ECLI:NL:CRVB:2020:1675
Centrale Raad van Beroep
- Hoger beroep
- Rechtspraak.nl
Beëindiging van ZW-uitkering en geschiktheid voor WIA-functies na ziekte
In deze zaak heeft de Centrale Raad van Beroep op 30 juli 2020 uitspraak gedaan in hoger beroep over de beëindiging van de ZW-uitkering van appellant. Appellant, die als beveiligingsbeambte werkte, meldde zich op 27 juli 2014 ziek. Het Uitvoeringsinstituut werknemersverzekeringen (Uwv) weigerde hem een uitkering op grond van de Wet WIA, omdat hij per 16 augustus 2016 minder dan 35% arbeidsongeschikt werd geacht. Appellant meldde zich opnieuw ziek op 30 november 2017 en ontving een ZW-uitkering. Het Uwv beëindigde deze uitkering per 12 maart 2018, na te hebben geconcludeerd dat appellant geschikt was voor verschillende functies, ondanks zijn psychische en diabetes gerelateerde klachten.

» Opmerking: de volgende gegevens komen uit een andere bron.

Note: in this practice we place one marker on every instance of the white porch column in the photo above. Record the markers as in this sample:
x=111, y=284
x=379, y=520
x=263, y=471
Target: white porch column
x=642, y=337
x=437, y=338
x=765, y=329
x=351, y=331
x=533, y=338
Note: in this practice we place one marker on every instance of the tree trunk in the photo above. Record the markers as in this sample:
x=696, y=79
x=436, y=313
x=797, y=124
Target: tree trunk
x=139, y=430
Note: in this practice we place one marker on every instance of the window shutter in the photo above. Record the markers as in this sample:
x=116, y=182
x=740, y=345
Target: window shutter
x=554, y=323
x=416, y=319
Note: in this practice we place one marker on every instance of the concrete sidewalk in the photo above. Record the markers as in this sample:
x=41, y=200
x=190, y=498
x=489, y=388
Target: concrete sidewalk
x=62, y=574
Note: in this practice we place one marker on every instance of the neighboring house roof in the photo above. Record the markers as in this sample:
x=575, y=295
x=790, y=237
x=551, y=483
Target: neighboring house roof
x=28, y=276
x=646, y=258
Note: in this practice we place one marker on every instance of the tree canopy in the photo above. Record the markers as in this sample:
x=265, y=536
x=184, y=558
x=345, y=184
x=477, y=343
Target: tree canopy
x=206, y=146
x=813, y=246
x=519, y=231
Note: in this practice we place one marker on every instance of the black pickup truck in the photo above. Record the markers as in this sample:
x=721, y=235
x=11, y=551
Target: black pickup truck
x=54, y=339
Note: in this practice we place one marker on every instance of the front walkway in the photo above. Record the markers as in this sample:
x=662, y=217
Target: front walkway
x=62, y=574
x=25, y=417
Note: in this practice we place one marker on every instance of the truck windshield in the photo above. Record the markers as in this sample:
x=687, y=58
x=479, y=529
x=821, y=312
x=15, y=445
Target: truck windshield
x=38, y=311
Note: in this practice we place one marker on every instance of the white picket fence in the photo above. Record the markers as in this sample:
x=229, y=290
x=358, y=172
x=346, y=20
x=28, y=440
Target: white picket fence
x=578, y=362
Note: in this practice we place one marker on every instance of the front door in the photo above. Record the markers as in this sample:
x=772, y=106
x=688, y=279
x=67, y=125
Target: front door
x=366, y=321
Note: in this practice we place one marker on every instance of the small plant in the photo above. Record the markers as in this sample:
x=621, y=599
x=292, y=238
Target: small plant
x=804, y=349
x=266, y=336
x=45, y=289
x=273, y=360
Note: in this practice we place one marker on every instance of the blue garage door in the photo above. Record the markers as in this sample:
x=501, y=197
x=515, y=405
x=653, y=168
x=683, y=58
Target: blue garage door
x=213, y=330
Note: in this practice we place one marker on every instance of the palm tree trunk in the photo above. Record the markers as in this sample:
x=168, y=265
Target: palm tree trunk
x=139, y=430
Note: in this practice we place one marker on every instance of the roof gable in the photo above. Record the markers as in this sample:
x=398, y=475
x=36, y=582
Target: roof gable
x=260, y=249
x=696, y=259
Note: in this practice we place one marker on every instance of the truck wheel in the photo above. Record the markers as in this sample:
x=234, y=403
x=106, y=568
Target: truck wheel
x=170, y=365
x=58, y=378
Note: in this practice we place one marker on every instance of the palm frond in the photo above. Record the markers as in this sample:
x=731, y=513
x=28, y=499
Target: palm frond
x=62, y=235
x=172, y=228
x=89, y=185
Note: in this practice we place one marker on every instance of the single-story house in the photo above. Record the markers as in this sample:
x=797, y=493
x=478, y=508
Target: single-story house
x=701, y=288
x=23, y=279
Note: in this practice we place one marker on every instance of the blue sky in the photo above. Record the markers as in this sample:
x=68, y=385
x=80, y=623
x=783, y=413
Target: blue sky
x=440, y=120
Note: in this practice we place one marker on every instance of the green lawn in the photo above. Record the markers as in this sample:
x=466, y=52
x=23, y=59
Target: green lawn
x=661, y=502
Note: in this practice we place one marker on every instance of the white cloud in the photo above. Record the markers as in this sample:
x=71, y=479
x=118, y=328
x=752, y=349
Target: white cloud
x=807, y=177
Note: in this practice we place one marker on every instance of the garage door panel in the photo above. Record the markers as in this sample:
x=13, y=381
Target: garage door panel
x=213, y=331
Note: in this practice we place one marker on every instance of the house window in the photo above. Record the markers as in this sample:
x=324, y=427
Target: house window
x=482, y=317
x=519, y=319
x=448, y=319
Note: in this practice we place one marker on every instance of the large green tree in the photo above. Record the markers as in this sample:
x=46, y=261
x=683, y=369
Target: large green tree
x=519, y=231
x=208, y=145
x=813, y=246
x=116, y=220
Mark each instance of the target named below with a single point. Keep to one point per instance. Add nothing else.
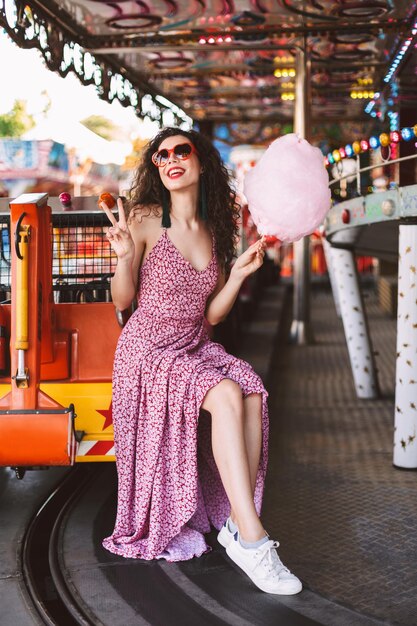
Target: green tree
(101, 126)
(17, 121)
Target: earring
(203, 200)
(166, 220)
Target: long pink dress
(169, 488)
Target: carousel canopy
(229, 61)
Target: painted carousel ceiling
(229, 61)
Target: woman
(179, 470)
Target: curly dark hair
(223, 209)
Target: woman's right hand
(119, 234)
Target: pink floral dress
(169, 488)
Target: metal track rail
(42, 575)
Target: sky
(24, 76)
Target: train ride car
(55, 381)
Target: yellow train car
(58, 333)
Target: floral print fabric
(169, 488)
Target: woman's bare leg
(225, 403)
(252, 408)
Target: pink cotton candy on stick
(288, 189)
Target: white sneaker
(264, 567)
(225, 536)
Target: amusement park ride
(55, 385)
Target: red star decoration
(108, 415)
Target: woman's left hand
(250, 261)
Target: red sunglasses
(182, 151)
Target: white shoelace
(268, 559)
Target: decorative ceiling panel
(225, 60)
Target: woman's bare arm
(225, 294)
(128, 243)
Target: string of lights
(373, 143)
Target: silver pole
(301, 332)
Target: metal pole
(301, 332)
(405, 431)
(355, 323)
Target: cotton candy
(288, 189)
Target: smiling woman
(167, 369)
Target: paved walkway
(346, 519)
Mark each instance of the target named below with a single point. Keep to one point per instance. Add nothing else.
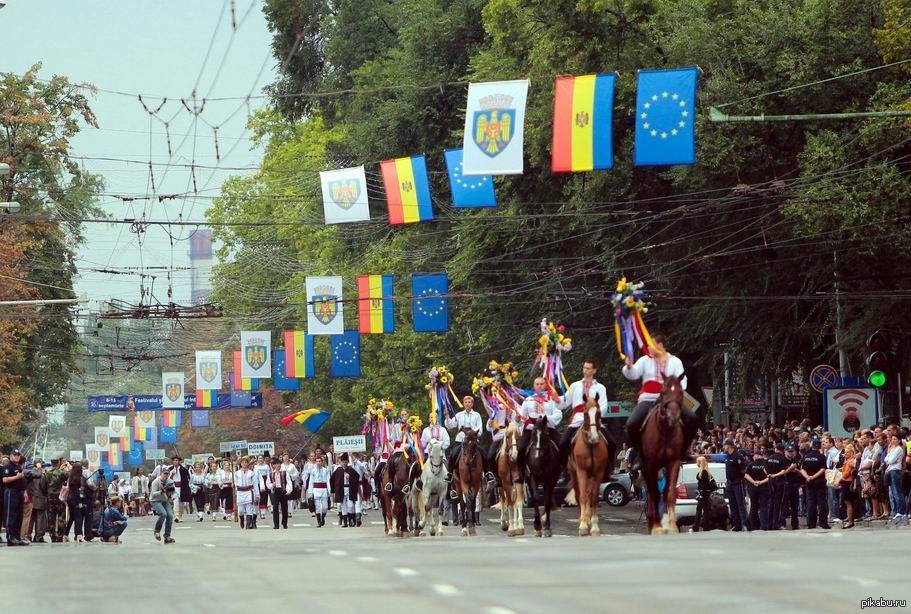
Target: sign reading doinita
(232, 446)
(261, 447)
(350, 443)
(154, 453)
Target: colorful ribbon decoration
(552, 343)
(630, 331)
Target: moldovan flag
(407, 190)
(374, 304)
(298, 353)
(345, 195)
(583, 112)
(494, 128)
(256, 354)
(206, 398)
(208, 369)
(172, 389)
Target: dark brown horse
(542, 463)
(471, 468)
(588, 463)
(395, 485)
(662, 448)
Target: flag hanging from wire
(665, 117)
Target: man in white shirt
(466, 421)
(574, 399)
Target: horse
(395, 483)
(662, 447)
(471, 468)
(512, 489)
(589, 460)
(414, 499)
(542, 464)
(434, 479)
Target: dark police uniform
(12, 503)
(759, 495)
(775, 463)
(793, 482)
(733, 472)
(817, 505)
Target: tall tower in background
(201, 266)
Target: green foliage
(739, 249)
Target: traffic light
(880, 359)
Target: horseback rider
(466, 421)
(653, 371)
(433, 431)
(590, 388)
(539, 404)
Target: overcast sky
(155, 49)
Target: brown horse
(471, 468)
(512, 489)
(662, 447)
(587, 465)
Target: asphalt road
(215, 567)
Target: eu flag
(468, 190)
(135, 455)
(346, 354)
(430, 302)
(279, 380)
(665, 117)
(199, 418)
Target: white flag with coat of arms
(495, 128)
(345, 195)
(324, 306)
(256, 354)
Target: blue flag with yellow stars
(468, 190)
(665, 117)
(346, 354)
(430, 302)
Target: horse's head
(591, 418)
(671, 400)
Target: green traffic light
(877, 379)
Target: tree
(38, 119)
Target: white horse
(434, 478)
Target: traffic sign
(824, 376)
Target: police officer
(734, 467)
(775, 467)
(758, 486)
(793, 480)
(14, 483)
(813, 470)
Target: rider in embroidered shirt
(589, 387)
(653, 370)
(539, 404)
(466, 421)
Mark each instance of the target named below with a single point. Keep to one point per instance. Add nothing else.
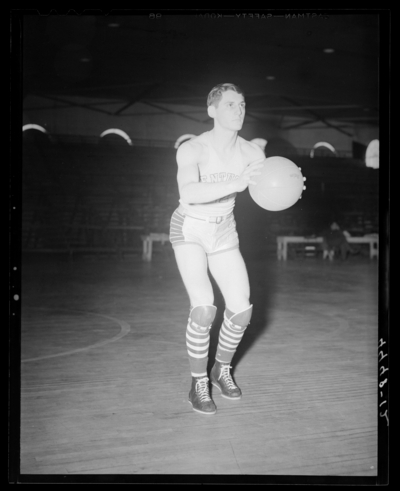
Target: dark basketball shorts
(213, 234)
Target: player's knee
(241, 317)
(202, 316)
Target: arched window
(322, 145)
(34, 127)
(116, 131)
(372, 155)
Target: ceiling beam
(318, 117)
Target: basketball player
(212, 168)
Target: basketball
(279, 186)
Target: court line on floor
(124, 330)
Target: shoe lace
(226, 376)
(203, 390)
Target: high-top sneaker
(221, 377)
(199, 396)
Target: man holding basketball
(212, 168)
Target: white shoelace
(202, 389)
(226, 376)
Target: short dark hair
(215, 94)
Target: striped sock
(198, 338)
(231, 334)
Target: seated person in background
(335, 240)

De rechtbank Den Haag verklaarde het beroep van appellant tegen het besluit van het Uwv ongegrond. Appellant stelde in hoger beroep dat zijn klachten onvoldoende waren meegewogen en dat het Uwv had nagelaten informatie in te winnen bij zijn behandelend psycholoog. De Raad oordeelde dat het medisch onderzoek door de verzekeringsartsen voldoende zorgvuldig was en dat er geen aanknopingspunten waren voor het oordeel dat de psychische klachten van appellant waren onderschat. De Raad volgde de rechtbank in haar oordeel dat appellant, ondanks zijn aandoeningen, geschikt was voor de in het kader van de Wet WIA geselecteerde functies. Het verzoek van appellant om een onafhankelijke deskundige te benoemen werd afgewezen, omdat er geen twijfel bestond aan de medische beoordeling van het Uwv.
De uitspraak bevestigt dat de beëindiging van de ZW-uitkering terecht was, en dat appellant in staat werd geacht om te werken in de geselecteerde functies, ondanks zijn gezondheidsproblemen.